DOSSIER

Entrevue avec Gilles Breton
« Globalisation, quels enjeux pour les universités? » prise 2

par Daniel Allard

La récente publication des actes de ce colloque international tenu à l'Université Laval, du 18 au 21 septembre 2002, donne l'occasion de revenir sur une réflexion qui n'a rien perdu de sa pertinence. La majorité des participants au colloque «GLOBALISATION Quels enjeux pour les universités?» semblait voir la mondialisation sous un oeil très interrogateur. « Que peut-on reprocher à la mondialisation des universités? Améliorer la mobilité des professeurs et des étudiants n'a que du bon », lançait alors Gilles Breton, directeur du Bureau international de l'Université Laval et président du colloque, dans sa conférence d'introduction. Co-directeur, avec Michel Lambert, de la publication GLOBALISATION ET UNIVERSITÉS Nouvel espace, nouveaux acteurs, (Éd. UNESCO et PUL) Gilles Breton a accepté de répondre aux questions de Commerce Monde, le 11 décembre 2003.

« Allons-nous laisser à la seule autorité de régulation du commerce mondial (OMC) le soin de réguler l'enseignement supérieur de plus de 150 pays? »

« Accepter de voir le monde universitaire global, c'est tout à la fois respecter le système national auquel on appartient et construire un espace permettant d'échanger avec les pays du Sud. »

Deux-cent-soixante-quatre pages pesantent de sens, quatorze communications scientifiques signées John Daniel, Chris W. Brooks, Jamil Salmi, Hans van Ginkel, Jane Knight, Michael Gibbons, Bernard Pau, Riccardo Petrella, David E. Bloom, Goolam Mohamedbhai, Teboho Moja, Jan Currie, Craig D. Swenson, Peter Scott, avec une conclusion du recteur de l'Université Laval de l'époque, François Tavenas (occupant maintenant la même fonction au Luxembourg), FAIRE LIEN AVEC S09) avec la mise en contexte d'usage et l'analyse synthèse des co-directeurs de l'ouvrage, Gilles Breton et Michel Lambert.
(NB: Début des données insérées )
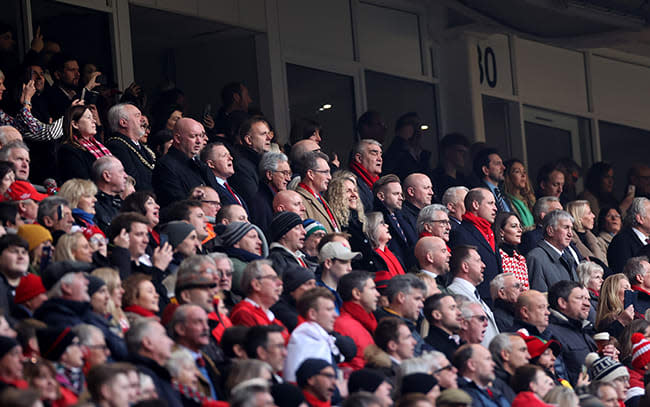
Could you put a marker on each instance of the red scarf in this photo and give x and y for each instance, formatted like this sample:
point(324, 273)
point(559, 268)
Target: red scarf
point(313, 401)
point(93, 146)
point(363, 173)
point(483, 226)
point(322, 201)
point(367, 319)
point(143, 312)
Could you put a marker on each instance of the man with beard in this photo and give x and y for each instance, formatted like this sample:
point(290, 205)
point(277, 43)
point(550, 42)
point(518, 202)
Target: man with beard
point(127, 125)
point(189, 329)
point(444, 317)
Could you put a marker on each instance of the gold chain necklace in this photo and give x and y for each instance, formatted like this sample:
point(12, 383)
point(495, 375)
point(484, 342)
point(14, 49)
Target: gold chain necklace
point(142, 159)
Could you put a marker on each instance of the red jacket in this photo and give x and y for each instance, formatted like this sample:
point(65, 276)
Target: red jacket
point(528, 399)
point(247, 314)
point(348, 325)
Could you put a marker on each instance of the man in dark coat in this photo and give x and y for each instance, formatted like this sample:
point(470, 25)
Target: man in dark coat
point(178, 171)
point(149, 350)
point(570, 306)
point(476, 230)
point(255, 137)
point(128, 126)
point(629, 241)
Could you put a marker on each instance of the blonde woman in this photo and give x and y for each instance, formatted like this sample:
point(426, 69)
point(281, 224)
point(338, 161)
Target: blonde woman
point(73, 246)
point(115, 292)
point(611, 315)
point(80, 193)
point(583, 223)
point(343, 196)
point(519, 191)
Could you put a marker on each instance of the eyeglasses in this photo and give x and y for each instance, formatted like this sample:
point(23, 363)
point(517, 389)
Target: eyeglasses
point(449, 367)
point(272, 277)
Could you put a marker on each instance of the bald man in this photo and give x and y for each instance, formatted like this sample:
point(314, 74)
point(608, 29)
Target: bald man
point(289, 201)
point(178, 171)
point(433, 257)
point(418, 193)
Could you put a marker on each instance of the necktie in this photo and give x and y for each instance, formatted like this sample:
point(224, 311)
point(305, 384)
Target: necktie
point(398, 226)
point(232, 192)
point(501, 203)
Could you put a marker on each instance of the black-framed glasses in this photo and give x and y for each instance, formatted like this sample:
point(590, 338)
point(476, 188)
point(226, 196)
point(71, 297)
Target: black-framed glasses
point(449, 367)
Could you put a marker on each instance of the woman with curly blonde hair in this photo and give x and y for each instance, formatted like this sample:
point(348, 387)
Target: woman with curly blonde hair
point(519, 191)
point(611, 316)
point(343, 197)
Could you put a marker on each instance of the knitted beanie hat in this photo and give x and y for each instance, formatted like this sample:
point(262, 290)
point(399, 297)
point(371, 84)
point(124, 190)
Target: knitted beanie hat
point(29, 287)
point(640, 351)
point(312, 226)
point(365, 380)
point(34, 234)
point(282, 223)
point(176, 231)
point(94, 284)
point(604, 368)
point(6, 345)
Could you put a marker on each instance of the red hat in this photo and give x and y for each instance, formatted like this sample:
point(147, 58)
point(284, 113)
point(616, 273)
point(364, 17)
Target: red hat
point(22, 190)
point(640, 351)
point(537, 346)
point(29, 287)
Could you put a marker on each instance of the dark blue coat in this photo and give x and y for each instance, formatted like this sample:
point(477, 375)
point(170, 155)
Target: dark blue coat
point(468, 234)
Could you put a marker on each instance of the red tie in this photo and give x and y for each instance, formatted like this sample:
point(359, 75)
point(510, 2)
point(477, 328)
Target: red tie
point(232, 193)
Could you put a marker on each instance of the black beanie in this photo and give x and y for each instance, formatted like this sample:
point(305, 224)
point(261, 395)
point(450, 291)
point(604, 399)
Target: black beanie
point(418, 383)
point(54, 341)
point(366, 380)
point(287, 395)
point(6, 345)
point(295, 276)
point(94, 284)
point(282, 223)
Bref, une belle lecture du temps des Fêtes!

Ce livre, comme d'ailleurs celui que vient de lancer Jean Lanoix et titrant INTERNET 2025 L'importance d'imaginer le futur (qui fait également l'objet d'un article dans ce numéro de COMMERCE MONDE), est de ceux qui peut changer la vie de celui qui en fait une lecture attentive. (FAIRE LIEN AVEC S20)

Gilles Breton, qui est aussi un professeur de science politique, c'est d'ailleurs fait un devoir de terminer sa lecture du second dans les plus brefs délais! Car bien des solutions aux problématiques soulevées dans GLOBALISATION ET UNIVERSITÉS trouvent une réponse séduisante dans la réflexion prospectiviste de Jean Lanoix.
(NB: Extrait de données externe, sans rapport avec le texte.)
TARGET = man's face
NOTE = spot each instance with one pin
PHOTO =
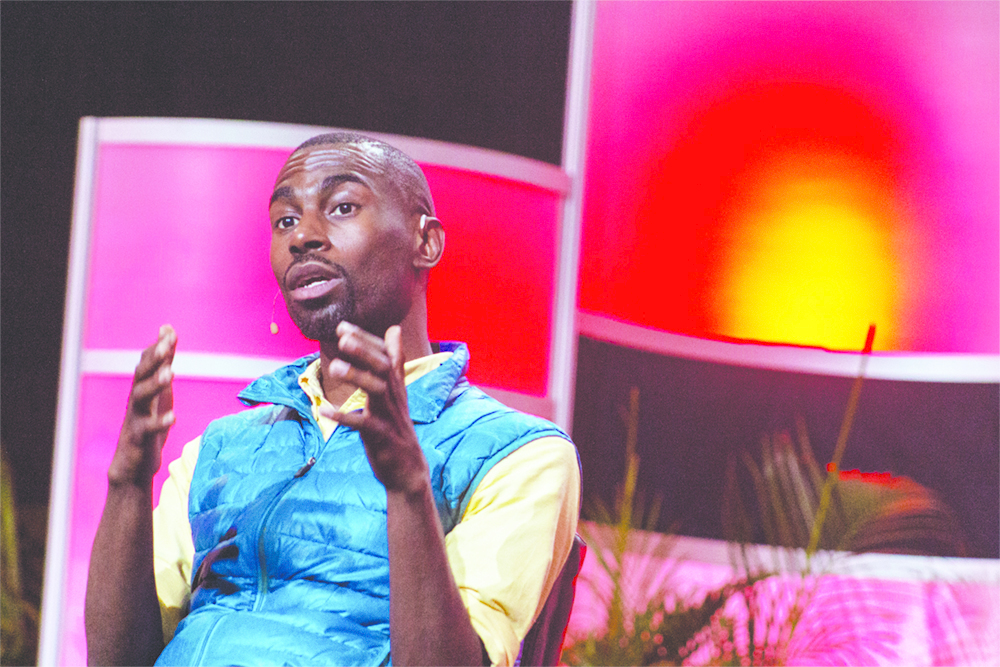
(341, 244)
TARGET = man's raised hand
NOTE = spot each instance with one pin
(376, 366)
(149, 414)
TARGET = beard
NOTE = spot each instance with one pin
(320, 321)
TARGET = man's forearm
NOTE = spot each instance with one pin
(428, 623)
(122, 612)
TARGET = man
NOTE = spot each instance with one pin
(366, 506)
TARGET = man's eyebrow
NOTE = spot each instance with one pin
(331, 182)
(284, 192)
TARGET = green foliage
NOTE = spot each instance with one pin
(777, 501)
(785, 499)
(18, 617)
(660, 629)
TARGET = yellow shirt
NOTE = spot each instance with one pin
(505, 554)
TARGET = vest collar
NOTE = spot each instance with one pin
(426, 396)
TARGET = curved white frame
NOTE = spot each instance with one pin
(75, 360)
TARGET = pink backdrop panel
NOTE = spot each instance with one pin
(181, 235)
(696, 107)
(101, 409)
(494, 287)
(171, 245)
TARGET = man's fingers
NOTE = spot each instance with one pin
(145, 390)
(373, 431)
(362, 349)
(371, 383)
(394, 347)
(156, 354)
(142, 428)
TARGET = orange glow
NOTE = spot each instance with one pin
(809, 255)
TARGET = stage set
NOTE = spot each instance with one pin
(745, 187)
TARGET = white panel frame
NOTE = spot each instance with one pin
(913, 367)
(256, 134)
(64, 449)
(562, 357)
(76, 361)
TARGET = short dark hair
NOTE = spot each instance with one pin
(399, 168)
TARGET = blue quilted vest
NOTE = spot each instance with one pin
(291, 558)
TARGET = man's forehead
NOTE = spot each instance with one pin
(366, 160)
(363, 163)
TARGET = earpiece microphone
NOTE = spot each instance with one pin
(274, 325)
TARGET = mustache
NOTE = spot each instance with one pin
(318, 259)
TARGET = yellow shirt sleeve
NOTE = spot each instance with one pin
(513, 541)
(505, 554)
(173, 546)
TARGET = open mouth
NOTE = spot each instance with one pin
(311, 280)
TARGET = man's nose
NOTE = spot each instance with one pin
(310, 234)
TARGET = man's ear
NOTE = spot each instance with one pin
(430, 240)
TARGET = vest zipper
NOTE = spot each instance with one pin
(262, 576)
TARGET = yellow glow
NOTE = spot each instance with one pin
(810, 258)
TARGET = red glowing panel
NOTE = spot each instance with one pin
(791, 172)
(494, 286)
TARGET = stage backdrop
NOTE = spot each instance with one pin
(171, 226)
(791, 172)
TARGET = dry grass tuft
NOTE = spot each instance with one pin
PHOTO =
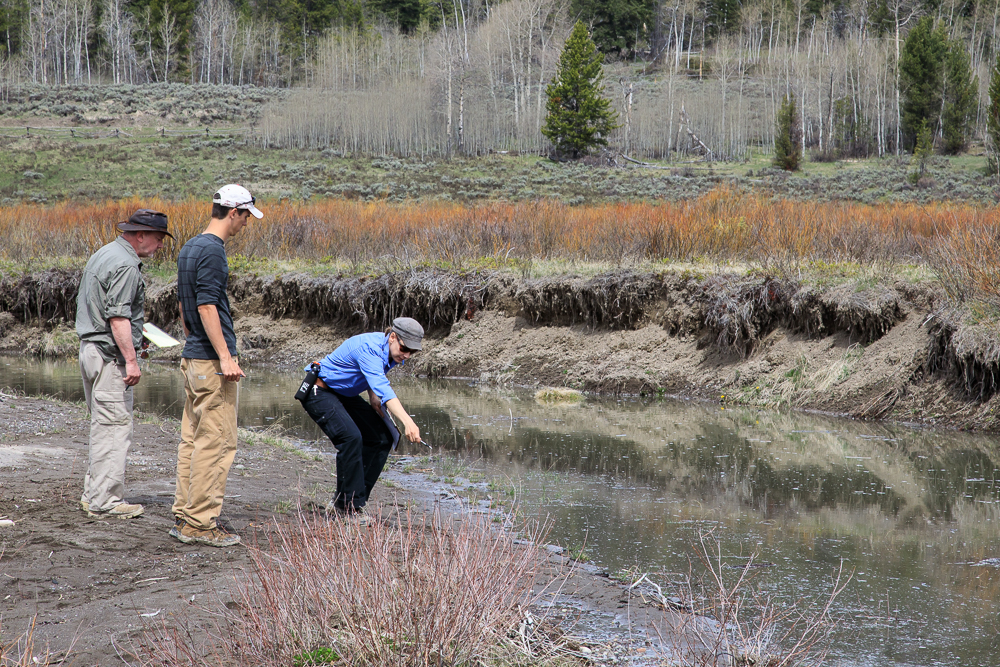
(558, 395)
(409, 592)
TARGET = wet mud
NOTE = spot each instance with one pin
(88, 589)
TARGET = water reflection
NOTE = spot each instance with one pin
(906, 509)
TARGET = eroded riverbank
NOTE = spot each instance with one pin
(90, 588)
(863, 348)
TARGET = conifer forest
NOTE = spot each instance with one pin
(702, 78)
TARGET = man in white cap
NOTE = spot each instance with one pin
(211, 373)
(109, 319)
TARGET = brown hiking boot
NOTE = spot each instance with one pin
(119, 511)
(214, 537)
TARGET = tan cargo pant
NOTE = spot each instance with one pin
(109, 402)
(208, 442)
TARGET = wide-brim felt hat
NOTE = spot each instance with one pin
(145, 220)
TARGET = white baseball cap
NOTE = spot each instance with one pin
(237, 196)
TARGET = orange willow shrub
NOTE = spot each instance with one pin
(725, 224)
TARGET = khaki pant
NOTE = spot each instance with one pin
(208, 442)
(109, 402)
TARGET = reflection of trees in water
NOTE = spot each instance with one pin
(762, 461)
(810, 463)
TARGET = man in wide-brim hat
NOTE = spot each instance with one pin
(109, 319)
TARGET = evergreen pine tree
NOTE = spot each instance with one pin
(788, 136)
(959, 96)
(937, 85)
(993, 118)
(921, 66)
(579, 116)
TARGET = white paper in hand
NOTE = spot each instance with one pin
(158, 336)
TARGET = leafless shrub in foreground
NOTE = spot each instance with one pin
(735, 623)
(413, 591)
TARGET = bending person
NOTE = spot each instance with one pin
(355, 426)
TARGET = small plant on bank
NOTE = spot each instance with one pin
(736, 620)
(415, 591)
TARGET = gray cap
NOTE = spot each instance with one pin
(408, 331)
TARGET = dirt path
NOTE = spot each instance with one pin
(92, 586)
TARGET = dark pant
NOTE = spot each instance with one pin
(361, 438)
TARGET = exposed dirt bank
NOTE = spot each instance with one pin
(91, 587)
(867, 349)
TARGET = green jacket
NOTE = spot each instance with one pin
(111, 286)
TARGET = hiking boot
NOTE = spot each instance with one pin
(214, 537)
(175, 530)
(119, 511)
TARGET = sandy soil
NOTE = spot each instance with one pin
(92, 586)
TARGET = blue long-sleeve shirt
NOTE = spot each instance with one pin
(359, 364)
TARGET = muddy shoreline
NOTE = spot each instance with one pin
(90, 588)
(869, 350)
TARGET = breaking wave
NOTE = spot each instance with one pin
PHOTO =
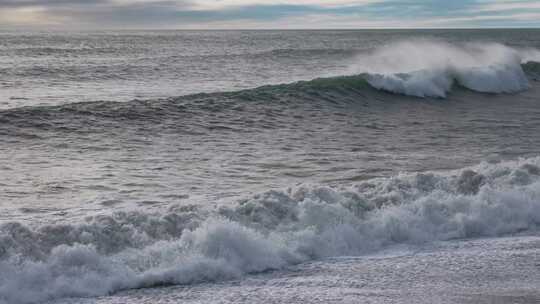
(272, 230)
(426, 68)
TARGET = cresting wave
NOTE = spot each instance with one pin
(269, 231)
(426, 68)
En cours d'entrevue, il nous apprenait aussi que François Tavenas était pour sa part à Dakar, durant la même semaine, pour préparer un colloque qui se déroulera aussi dans la capitale du Sénégal, en février 2004, avec les actes de Globalisation, quels enjeux pour les universités? pour toile de fonds.

Il sera également intéressant d'écouter la conférence que prononcera l'actuel recteur de l'Université Laval, Michel Pigeon, devant les membres de la Société des relations internationales de Québec (SORIQ), au Château Frontenac de Québec, le 19 février 2004.
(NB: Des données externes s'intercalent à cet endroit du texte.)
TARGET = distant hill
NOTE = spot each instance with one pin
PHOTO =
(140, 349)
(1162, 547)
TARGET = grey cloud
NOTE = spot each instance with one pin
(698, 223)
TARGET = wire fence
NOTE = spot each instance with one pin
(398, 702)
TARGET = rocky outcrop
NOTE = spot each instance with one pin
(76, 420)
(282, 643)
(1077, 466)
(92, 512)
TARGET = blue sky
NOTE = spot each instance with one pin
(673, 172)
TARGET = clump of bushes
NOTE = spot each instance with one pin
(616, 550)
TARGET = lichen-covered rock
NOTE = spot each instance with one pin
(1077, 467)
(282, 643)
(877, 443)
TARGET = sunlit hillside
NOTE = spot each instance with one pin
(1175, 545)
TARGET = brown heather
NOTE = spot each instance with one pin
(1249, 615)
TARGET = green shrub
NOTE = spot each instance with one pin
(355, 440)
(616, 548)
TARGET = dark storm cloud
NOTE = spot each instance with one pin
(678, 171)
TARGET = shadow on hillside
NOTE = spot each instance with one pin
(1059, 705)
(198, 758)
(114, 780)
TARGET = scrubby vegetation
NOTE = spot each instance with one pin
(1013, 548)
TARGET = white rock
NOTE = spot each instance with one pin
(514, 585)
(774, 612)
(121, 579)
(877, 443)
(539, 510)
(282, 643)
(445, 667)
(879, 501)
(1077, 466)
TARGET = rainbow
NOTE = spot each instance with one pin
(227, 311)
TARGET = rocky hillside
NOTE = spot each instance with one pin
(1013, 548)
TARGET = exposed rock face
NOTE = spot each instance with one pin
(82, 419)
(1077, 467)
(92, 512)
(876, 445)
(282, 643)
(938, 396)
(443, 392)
(COMMERCE MONDE) Une « mondialité démocratique et équitable » (page 33), l'expression est de vous, entre autres grâce à la contribution des universités. Êtes-vous encore optimiste, sincèrement, à cet égard?

(GILLES BRETON) « Je ne suis pas optimiste, je suis réaliste! »

(C. M.) Dans le contexte de l'économie marchande, la bataille n'est-elle pas déjà perdue?

(G. B.) « Non. C'est un marathon, pas un sprint! Et à cet égard, la Déclaration de l'AIU [Association internationale des Universités] et des universités européennes est très encourageante. Il faut s'inspirer de ce qui se passe actuellement en Europe...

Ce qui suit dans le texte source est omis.